A service road near the site of potential AI data centre "Wonder Valley" in Alberta. Data centres are contributing to revived demand for renewable energy.Kelsey McMillan
Global clean energy stocks are having their time in the sun as geopolitical strains around oil and gas and AI-driven energy demand drive sentiment.
The appetite for clean energy started to grow in early 2025 and the sector has continued to outperform. The S&P Global Clean Energy Transition Index is up almost 40 per cent this year.
That’s a significant shift for a sector that spent years feeling the pressure of rising interest rates, supply chain issues and policy uncertainty in the U.S.
Now, investors are looking at renewable energy through a different lens. Climate concerns still matter, but so do energy security, grid reliability and the growing realization that AI infrastructure will require enormous amounts of electricity – and quickly.
“Over the summer of 2025, people were nervous about what [U.S. President Donald] Trump was going to do,” says Jeff Osborne, senior equity research analyst at TD Cowen, who covers sustainability and disruptive technology. “But as the AI revolution happened, the appetite for power and having it quickly exploded.”
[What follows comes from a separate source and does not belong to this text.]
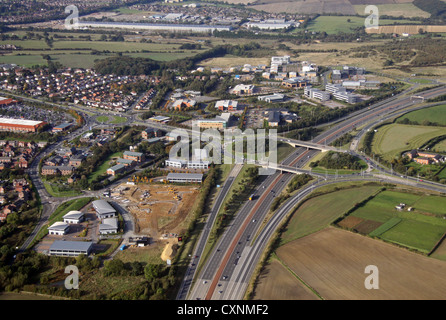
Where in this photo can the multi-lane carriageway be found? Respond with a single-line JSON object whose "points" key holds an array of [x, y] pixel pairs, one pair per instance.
{"points": [[221, 276]]}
At the same time, the traditional energy industry has struggled to keep up with demand. Gas turbine manufacturers such as GE Vernova Inc. GEV-N, Siemens AG and Mitsubishi Power Ltd., are effectively sold out for years, Mr. Osborne says, creating fresh interest in solar and battery storage projects that can be deployed faster.
“The interest in solar and storage really has had a renaissance,” he says, “particularly for what they call utility-scale applications versus homeowner rooftop-type solar applications.”
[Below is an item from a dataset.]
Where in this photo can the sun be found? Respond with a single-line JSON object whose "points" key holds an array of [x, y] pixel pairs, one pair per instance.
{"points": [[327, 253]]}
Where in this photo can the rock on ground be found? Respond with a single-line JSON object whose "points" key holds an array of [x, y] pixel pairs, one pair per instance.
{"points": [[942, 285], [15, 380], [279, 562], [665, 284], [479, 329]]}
Europe’s recent energy insecurity has also revived investor interest in renewables, with the energy shock from the Ukraine war and fresh concerns about energy instability from the U.S.-Iran war.
Mr. Osborne says some renewable energy companies with heavier exposure to Europe have recently outperformed their U.S. counterparts as countries in Western Europe and parts of Asia revisit domestic energy production and renewable installations.
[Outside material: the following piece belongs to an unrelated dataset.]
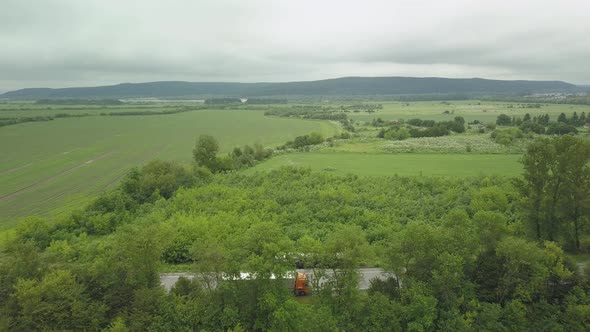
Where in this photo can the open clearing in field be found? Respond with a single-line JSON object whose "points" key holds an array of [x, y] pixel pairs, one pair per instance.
{"points": [[403, 164], [484, 111], [50, 167]]}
According to Morningstar Inc., European investors poured about €900-million into funds with clean energy exposure during the final quarter of 2025, after months of outflows.
Jehangir Vevaina, global chief investment officer of Brookfield Asset Management Ltd.’s energy group, says geopolitical shocks consistently renew interest in clean energy.
“We have always viewed renewables as being the ultimate energy security,” he says. “It doesn’t require any commodity-driven inputs such as natural gas or oil.”
Mr. Vevaina says governments are accelerating permitting and project timelines in some markets as countries attempt to reduce their exposure to global energy disruptions.
“We always see an uptick in demand for renewable power when that happens,” he says.
AI is adding to that demand, but manufacturing reshoring, industrial electrification and electric vehicle adoption are also putting pressure on grids that, in many regions, were built based on decades of relatively flat electricity growth.
This could create a bottleneck, Mr. Osborne says, comparing the electricity grid to an overcrowded highway system suddenly dealing with a surge in traffic after years of relatively stable demand.
“This is the first time in, like, 25 years that we have load growth in America,” he says.
Mr. Vevaina says data centres are now one of the fastest-growing contributors to rising electricity demand, with tech hyperscalers dramatically increasing spending projections in the past year.
“All of that requires power demand,” he says. “And renewables are structurally a very low-cost source of generation.”
Battery storage is becoming a closely watched area as utilities look to smooth out renewable power generation and avoid expensive transmission upgrades.
Mr. Osborne says batteries are increasingly being paired with data centres because they can help absorb fluctuations in electricity supply and demand.
Mr. Vevaina adds that battery storage could become one of the sector’s biggest growth stories over the next decade as costs continue to decline and utilities search for ways to ease pressure on aging grids.
Speed is also becoming one of the sector’s biggest advantages. As electricity demand rises, utilities and governments are focused increasingly on how quickly new power sources can come online.
“You can build renewable projects fairly quickly,” Mr. Vevaina says, “and renewables are structurally a very low-cost source of generation.”
Despite the volatility, long-term investors continue to see clean energy as a structural growth story rather than a short-term trade.
“The trends we see today, such as AI and transportation and industrial electrification – are structural, decades-long trends,” Mr. Vevaina says. “You really have to have a long-term mindset to see how this all plays out.”